Smectite clay minerals
there indicate there was a moderate to neutral pH, and the lack of
sulfate minerals suggest also that there was not an acidic environment,
Grotzinger wrote.
This ancient habitable
environment seems completely different from what Opportunity found at
the Matijevic formation on Endeavour Crater, Arvidson said. Yellowknife
Bay is probably younger, and definitely a sedimentary environment.
All this suggests three distinct periods in Martian history, Arvidson said.
In the first, in the
early days, lots of water flowed on the surface, with lakes and
groundwater flowing through, as represented by the Matijevic formation
that Opportunity found and the mudstone in Yellowknife Bay that
Curiosity found.
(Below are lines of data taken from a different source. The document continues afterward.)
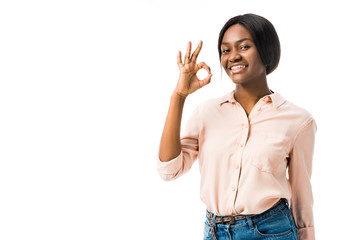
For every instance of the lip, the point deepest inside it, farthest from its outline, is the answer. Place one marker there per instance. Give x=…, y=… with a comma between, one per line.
x=237, y=70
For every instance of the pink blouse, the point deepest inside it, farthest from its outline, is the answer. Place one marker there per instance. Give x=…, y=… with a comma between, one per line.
x=247, y=163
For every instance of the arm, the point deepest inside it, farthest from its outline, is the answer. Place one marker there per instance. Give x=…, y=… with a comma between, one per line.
x=170, y=145
x=300, y=168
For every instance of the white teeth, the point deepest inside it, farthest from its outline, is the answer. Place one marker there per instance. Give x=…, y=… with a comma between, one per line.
x=238, y=66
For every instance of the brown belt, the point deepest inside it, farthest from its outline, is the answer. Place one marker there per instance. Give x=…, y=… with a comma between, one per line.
x=227, y=219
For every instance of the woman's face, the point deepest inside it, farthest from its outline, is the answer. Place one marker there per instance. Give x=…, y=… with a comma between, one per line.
x=240, y=58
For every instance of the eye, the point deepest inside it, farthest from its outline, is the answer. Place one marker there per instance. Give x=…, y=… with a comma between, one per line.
x=245, y=47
One theory is that these warm, wet surface conditions
took place in early times, when the planet's iron-nickel core was still
at least partially molten, Arvidson said. The molten core provided a
magnetic field around it that shielded the atmosphere, scientists
believe.
The Burns formation, as
examined by Opportunity, represents a later period -- likely, a drying
out of Mars -- with more acidic, oxidizing waters. Volcanic activity was
probably dying down, and the magnetic field waning. Lake beds were
turned into sand dunes.
"Then the whole system shut off," Arvidson said. The planet became what we see today: Cold and dry.
Curiosity is equipped to
find organic molecules, but finding them may be difficult. Assuming
such molecules were enriched, and not destroyed when sediment turned
into rock, they would have also needed to survive ionizing radiation. Another new study in Science
describes the radiation environment on Mars, and suggests that, in
theory, organics could have been preserved from millions of years ago --
but the indication of them might be much weaker now.
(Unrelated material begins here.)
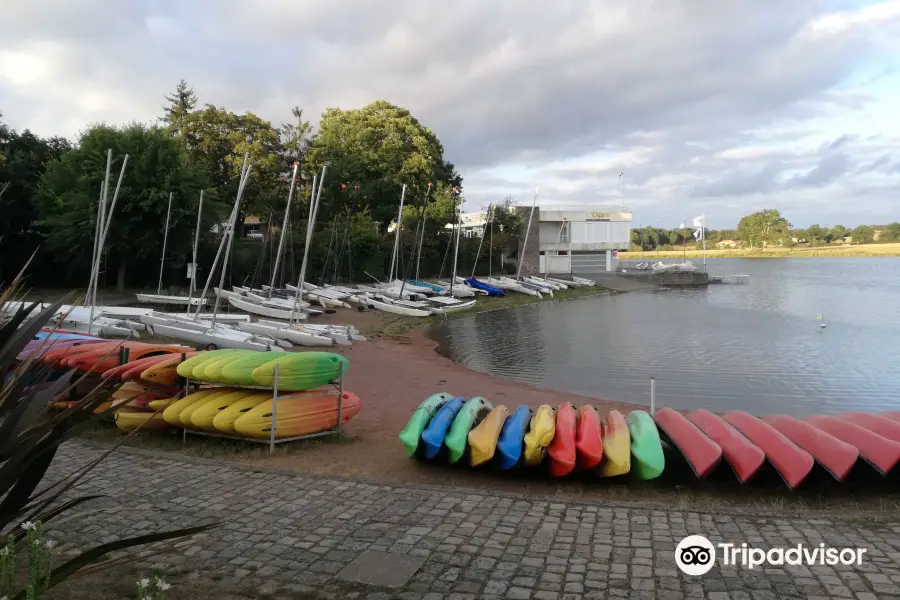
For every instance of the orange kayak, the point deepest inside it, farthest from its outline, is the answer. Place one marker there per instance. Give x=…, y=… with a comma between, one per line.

What's next for the rovers
The Curiosity rover,
representing a $2.5 billion mission, is now on its way to Mount Sharp, a
sedimentary formation that will allow the rover to explore Mars'
history by driving up the peak's slope and exploring rock chemical
composition layer by layer.
NASA is planning to
launch another Curiosity-sized rover in 2020, which could collect
samples that later missions might return to Earth.
Opportunity will
continue exploring Endeavour Crater, moving southward to see if there
are more of these ancient rocks from a more livable time.
But Opportunity's twin, Spirit, isn't going anywhere.
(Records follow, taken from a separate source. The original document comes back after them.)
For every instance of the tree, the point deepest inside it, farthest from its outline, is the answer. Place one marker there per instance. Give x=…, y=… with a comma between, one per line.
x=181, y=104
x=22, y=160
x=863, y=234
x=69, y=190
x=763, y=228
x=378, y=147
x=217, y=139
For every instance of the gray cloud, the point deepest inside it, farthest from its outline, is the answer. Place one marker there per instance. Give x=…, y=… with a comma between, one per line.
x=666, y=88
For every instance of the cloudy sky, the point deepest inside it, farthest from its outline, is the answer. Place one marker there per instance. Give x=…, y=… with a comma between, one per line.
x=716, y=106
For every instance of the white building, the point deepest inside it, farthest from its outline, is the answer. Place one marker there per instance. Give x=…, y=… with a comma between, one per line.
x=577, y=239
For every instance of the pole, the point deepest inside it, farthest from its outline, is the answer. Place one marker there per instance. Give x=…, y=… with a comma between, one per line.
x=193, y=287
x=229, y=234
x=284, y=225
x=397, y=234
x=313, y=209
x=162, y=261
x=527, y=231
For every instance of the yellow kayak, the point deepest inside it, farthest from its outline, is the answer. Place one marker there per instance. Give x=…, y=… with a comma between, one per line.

Spirit also landed in January 2004, on the opposite side of the planet, and got stuck in the soft soil of a place called Troy.
That location turned out
to be a scientific gold mine. Spirit showed evidence that water,
possibly in the form of snow melt, had trickled into the subsurface
relatively recently, and continuously.
Spirit has been defunct since it stopped communicating in 2010. The other rovers are too far away from it to pay their respects.